CES will see chips and tricks to make cars smarter and safer
Every year the Consumer Electronics Show (CES) is abuzz with all the newest technologies aimed at exciting and engaging the consumer. This this includes the latest cars and automotive technology, and there is now a strong demand for our Field Programmable Gate Arrays (FPGAs) in the automotive market.
In fact, FPGAs are solving intricate processing challenges in our customers’ automotive Advanced Driver Assistance Systems (ADAS) being introduced at CES.
Some of the details are for example Intel is unveiling Intel GO for automated driving products, including the Intel GO In-Vehicle Development Platform for Automated Driving with Intel FPGAs sitting alongside either an Intel Atom or Intel Xeon processor.
These FPGA and CPU-based boards can serve automakers as they look for a rapid, yet reliable way to design ADAS systems, as outlined here by Doug Davis, Vice President and General Manager of Intel’s Automated Solutions Division (ASD).
In addition, The Intel GO Automotive 5G Platform is based upon Arria 10 FPGAs and advanced RFIC, and gives developers the flexibility to test different pre-standard 5G specifications.

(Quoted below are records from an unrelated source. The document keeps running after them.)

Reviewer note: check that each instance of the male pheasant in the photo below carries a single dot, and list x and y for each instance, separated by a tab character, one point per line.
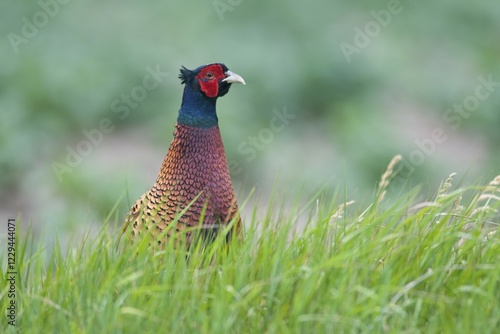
194	176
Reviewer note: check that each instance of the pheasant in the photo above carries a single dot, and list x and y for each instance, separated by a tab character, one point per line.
194	182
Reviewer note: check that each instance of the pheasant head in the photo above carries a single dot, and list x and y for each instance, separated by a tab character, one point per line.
202	88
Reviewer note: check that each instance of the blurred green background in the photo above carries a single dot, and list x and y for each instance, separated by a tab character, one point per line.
65	64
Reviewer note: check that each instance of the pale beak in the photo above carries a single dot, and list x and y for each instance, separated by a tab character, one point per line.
233	78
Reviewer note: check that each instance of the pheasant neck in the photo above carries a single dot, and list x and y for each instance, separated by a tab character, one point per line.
197	110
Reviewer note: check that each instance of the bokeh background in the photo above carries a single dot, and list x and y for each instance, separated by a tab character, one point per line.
352	114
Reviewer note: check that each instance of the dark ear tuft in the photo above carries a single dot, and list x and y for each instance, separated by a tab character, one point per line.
185	75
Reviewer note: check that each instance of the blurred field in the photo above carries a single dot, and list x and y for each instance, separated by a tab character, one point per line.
351	114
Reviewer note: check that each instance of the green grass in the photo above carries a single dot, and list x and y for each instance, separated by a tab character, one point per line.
394	267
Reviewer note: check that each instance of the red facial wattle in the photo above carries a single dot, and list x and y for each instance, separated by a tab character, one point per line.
209	79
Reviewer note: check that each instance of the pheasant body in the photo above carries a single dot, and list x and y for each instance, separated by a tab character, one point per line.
194	176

There will also be the announcement of the Arria 10 FPGA automotive grade solution, the highest performance processing automotive FPGA, which offers a full one speed grade performance advantage over competing devices, and auto manufacturers can run with this line of FPGAs for a head start on their ADAS systems.
Additionally, Intel are sharing along with automotive supplier Denso a new stereo vision solution for automakers using the Intel Cyclone V SoC – enabling a new system that helps cars make braking decisions.

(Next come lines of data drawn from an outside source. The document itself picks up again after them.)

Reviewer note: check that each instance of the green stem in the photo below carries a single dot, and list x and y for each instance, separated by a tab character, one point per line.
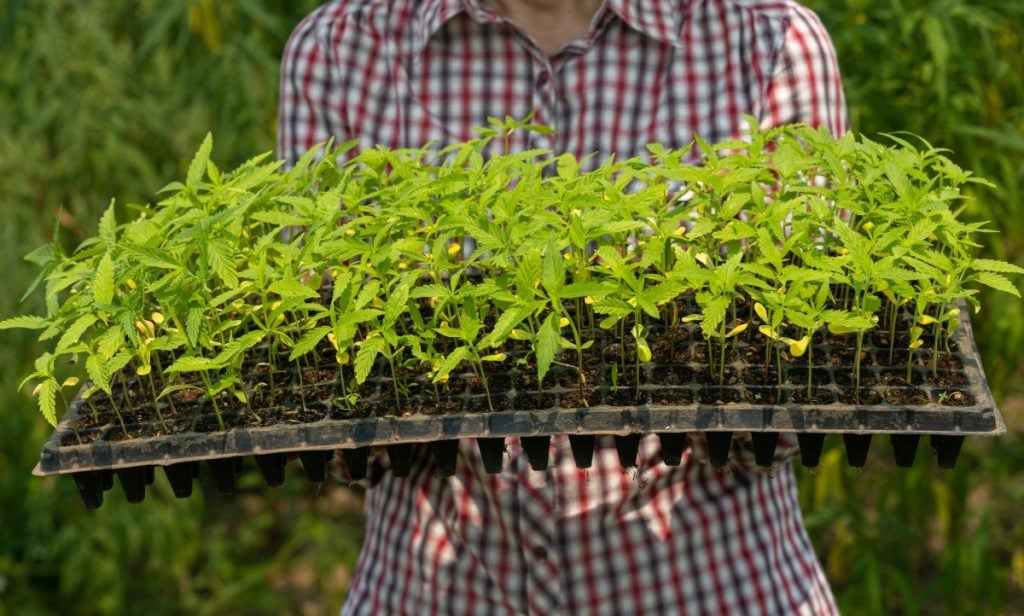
213	399
156	404
856	364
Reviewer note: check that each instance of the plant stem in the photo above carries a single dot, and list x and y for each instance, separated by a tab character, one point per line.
213	399
156	404
856	364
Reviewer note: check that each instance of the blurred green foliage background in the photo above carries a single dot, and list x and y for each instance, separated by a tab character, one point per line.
102	99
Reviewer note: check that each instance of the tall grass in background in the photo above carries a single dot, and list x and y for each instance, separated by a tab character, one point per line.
101	99
921	541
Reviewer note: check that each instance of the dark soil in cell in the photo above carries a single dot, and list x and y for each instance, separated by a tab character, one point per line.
861	397
953	398
764	395
817	396
905	395
672	397
671	375
719	395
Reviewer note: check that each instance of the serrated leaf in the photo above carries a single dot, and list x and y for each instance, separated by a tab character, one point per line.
395	304
451	362
580	290
280	218
102	282
151	257
194	324
194	364
239	345
198	166
222	262
996	281
48	400
96	368
73	334
308	342
846	320
506	323
108	227
170	389
292	289
714	313
366	356
432	291
28	321
547	345
996	266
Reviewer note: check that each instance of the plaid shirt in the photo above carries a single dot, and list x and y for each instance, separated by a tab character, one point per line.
652	540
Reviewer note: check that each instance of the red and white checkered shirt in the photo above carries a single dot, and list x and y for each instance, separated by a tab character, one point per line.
652	540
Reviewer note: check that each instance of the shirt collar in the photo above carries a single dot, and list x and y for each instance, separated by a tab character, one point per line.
654	18
659	19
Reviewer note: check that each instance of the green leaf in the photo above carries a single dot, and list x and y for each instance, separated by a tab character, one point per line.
292	289
451	362
366	356
996	281
222	261
395	304
548	338
308	342
170	389
580	290
198	166
151	257
73	334
25	322
194	324
553	272
506	322
102	282
239	345
48	400
194	364
996	266
281	219
95	366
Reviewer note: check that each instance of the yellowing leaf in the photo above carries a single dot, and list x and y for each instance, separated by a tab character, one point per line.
736	331
798	347
518	335
840	330
759	308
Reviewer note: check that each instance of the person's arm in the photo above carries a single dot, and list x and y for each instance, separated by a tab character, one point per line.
805	85
805	88
308	113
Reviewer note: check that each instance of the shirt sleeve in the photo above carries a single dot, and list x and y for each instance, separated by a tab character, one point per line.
805	85
306	115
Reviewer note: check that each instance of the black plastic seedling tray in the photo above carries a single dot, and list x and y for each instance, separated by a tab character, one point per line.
668	401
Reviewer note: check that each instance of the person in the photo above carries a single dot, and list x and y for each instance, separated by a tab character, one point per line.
608	78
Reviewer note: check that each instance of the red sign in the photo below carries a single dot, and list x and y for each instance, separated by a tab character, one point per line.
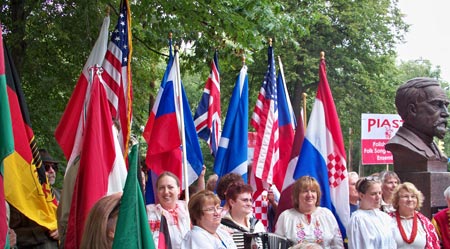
376	130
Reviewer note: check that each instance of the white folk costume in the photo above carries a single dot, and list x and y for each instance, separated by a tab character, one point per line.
370	229
200	238
320	228
177	220
425	235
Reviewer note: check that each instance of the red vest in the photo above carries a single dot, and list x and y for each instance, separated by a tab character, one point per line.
442	219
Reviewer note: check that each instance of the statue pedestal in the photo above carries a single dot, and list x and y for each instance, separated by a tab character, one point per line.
429	175
432	185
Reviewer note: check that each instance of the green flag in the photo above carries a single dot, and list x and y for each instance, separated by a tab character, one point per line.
6	142
132	229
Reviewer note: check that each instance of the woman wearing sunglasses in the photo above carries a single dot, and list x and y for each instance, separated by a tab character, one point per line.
369	227
239	219
205	213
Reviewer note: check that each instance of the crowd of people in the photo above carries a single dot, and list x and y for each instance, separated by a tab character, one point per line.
384	214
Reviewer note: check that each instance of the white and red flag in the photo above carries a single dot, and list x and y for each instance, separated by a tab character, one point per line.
265	121
97	161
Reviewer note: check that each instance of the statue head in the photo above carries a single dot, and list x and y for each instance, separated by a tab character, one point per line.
422	104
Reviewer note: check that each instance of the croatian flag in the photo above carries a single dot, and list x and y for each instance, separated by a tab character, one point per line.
232	152
323	156
207	117
163	130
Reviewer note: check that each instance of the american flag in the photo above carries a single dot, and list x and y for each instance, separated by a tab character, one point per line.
118	74
207	117
265	121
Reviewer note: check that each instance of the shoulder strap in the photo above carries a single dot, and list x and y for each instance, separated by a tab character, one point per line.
231	224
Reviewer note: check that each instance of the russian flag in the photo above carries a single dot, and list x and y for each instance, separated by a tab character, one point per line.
286	126
232	152
163	130
207	117
323	156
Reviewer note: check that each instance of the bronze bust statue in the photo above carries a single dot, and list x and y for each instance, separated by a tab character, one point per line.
422	104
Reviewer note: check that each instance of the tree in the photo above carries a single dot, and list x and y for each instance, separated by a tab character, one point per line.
52	39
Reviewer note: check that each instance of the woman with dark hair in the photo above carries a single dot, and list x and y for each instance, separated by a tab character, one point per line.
204	210
411	228
369	227
308	223
222	186
174	211
239	219
101	222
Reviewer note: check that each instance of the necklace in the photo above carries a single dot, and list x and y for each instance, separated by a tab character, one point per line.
402	231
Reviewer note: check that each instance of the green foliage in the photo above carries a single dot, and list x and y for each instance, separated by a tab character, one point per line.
52	40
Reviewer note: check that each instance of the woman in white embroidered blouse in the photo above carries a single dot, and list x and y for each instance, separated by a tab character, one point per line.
174	211
369	227
308	223
205	212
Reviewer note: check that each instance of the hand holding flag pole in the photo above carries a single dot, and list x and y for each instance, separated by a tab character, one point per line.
180	117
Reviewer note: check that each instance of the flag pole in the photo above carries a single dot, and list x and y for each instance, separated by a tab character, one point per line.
181	120
304	95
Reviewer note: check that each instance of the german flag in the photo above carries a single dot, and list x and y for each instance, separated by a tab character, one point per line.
26	185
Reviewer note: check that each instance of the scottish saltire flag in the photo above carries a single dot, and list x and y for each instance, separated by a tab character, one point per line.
132	229
207	117
232	153
117	65
265	121
163	130
286	126
69	131
323	155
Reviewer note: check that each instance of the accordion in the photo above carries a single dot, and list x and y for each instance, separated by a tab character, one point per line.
268	240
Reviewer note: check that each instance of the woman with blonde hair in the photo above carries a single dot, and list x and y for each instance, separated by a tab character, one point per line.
101	222
369	227
411	228
205	212
307	222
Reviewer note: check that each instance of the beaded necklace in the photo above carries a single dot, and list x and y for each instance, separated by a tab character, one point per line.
402	231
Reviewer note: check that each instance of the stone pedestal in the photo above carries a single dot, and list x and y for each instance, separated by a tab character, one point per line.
432	185
429	175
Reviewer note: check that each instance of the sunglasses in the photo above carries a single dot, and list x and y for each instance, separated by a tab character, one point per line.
53	165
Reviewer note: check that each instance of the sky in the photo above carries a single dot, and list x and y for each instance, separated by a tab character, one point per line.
429	34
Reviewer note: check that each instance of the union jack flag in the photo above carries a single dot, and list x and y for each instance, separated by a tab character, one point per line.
118	74
265	121
207	117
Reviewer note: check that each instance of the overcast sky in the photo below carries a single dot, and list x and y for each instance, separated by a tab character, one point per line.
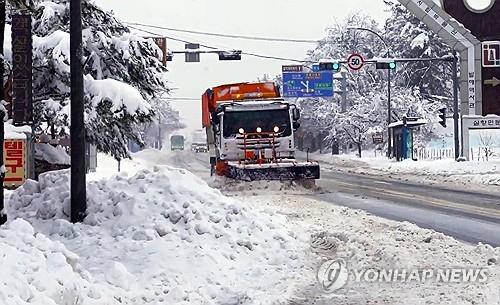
297	19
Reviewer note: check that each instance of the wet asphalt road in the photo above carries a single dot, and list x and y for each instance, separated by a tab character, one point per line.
469	216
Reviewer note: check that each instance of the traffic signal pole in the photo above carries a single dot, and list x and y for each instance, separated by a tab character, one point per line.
78	179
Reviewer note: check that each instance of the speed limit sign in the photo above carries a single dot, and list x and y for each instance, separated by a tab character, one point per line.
355	61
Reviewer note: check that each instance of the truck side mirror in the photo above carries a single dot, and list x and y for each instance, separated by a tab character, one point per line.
296	114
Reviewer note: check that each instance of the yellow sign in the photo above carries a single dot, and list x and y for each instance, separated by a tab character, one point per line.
14	156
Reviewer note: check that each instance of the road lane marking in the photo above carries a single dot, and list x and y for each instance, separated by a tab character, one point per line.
480	211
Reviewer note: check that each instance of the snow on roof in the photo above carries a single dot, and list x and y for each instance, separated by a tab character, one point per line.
419	41
120	94
51	154
409	123
16	132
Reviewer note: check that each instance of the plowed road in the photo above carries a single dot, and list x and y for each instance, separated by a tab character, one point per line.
469	216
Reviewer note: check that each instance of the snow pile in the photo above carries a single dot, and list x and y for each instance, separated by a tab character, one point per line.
367	242
51	154
487	173
165	237
37	270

Specifically, the new automotive-grade Arria 10GX mid-range FPGA for autonomous driving is up to 40% lower power than previous generation FPGAs and features the industry’s only hard floating-point digital signal processing (DSP) blocks.
This enables developers to design to the strictest requirements. In addition, the Arria 10 automotive-grade FPGA offers more than 320Gbps of DDR4 bandwidth and more than 200Gbps of transceiver bandwidth. It also supports 12G serial protocols, 1.5K variable-precision DSP blocks and up to 24 transceivers.
In terms of Intel’s work with Denso, a forward-thinking automotive supplier with a global reach, Denso has been working for several years on enabling technology that makes cars ‘see’ by using sensors that pull in visual data and process that data in rapid fashion. This kind of technology enables a car to help make decisions for the driver (autonomous driving) or with the driver (automated).
The technology behind Denso’s offering, which it calls the world’s smallest size form factor stereo camera system, is the Automated Emergency Braking ECU (AEB) for image recognition and processing that assists in automated emergency braking applicable for both pedestrians (up to 50km/h) and obstacles (up to 80km/h), brake assist systems and adaptive headlamp systems – all running on Intel’s Cyclone V SoC FPGA.
Officials with Denso’s Driving Assist and Safety Engineering department revealed to me that their technology teams worked to deliver an in-car stereo vision system to get the most accurate and reliable result for this automotive braking system. A lot of visual image processing is required, and they shared that Intel‘s FPGA proved to be the only suitable silicon solution available to perform such intensive computational processing while also meeting their power and cost requirements.
The stereo vision system is controlled by the Cyclone V SoC FPGA, which acts as a single-chip programmable high-performance computer to handle the intensive signal processing. Denso says this programmability is key because it lets automakers offer a differentiated solution from their competitors, as well as providing flexibility to vary the board across their own makes and models of cars.
In summary, there is a tremendous interest and adoption of Intel FPGAs across the automotive market including discrete ECU solutions, to the fully autonomous and centralised computing like the Intel GO platform.
These are just a few examples of how Intel FPGA technology is helping advance driving systems as the industry moves toward the brave new world of ADAS.